We have been investigating into how Helicobacter pylori infection induces aberrant DNA methylation. We demonstrated that, not Helicobacter pylori itself, but chronic inflammation triggered by it was responsible for methylation induction (Niwa et al., 2010), and that a specific type of inflammation is important (Hur et al., 2011). Such inflammation induces both decreased expression of an enzyme to erase DNA methylation and increased activity of enzymes to put DNA methylation (Takeshima et al., 2020). We previously demonstrated that suppression of aberrant DNA methylation can reduce gastric cancer incidence in Mongolian gerbils(Niwa et al., 2013).

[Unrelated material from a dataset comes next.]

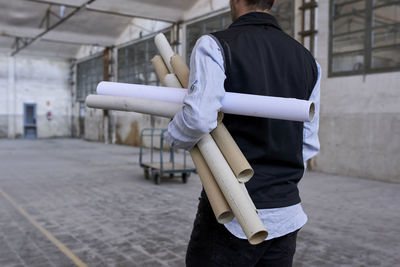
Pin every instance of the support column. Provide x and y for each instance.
(11, 98)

We are now trying to find a cancer prevention method that can be applied to man.

 

Novel predictive markers and their mechanisms of action

We have traditional and cutting-edge technologies for genome-wide DNA methylation analysis.  Using these technologies, and in collaboration with our hospitals, we isolated a DNA methylation marker that predicts pathological complete response of HER2-positive breast cancers to trastuzumab and chemotherapy (Fujii et al., 2017), and a marker that predicts response of esophageal squamous cell carcinoma to definitive chemoradiotherapy (Iwabu et al., 2019).  Now, to develop more effective therapeutic approaches, we are investigating the mechanisms of how these markers predict well. 

 

Development of epigenetic therapy

Reversal of aberrant DNA methylation by DNA demethylating drugs is clinically used for treatment of hematological tumors.  This Division showed that DNA demethylating drugs can be used to restore sensitivity of gastric cancer cells to cytotoxic drugs (Moro et al., 2019).  We also developed a novel high-throughput screening system for DNA demethylating agents (Okochi-Takada et al., 2018), and isolated DNA demethylating agents that are expected to have less toxicity (Hattori et al., 2019).  In addition, we demonstrated that epigenetic therapy targets not only cancer cells but also the surrounding cells that support cancer cells, namely cancer-associated fibroblasts (Maeda et al., 2019).  Targeting multiple genes in multiple cell types can become one of the next strategies of cancer therapy.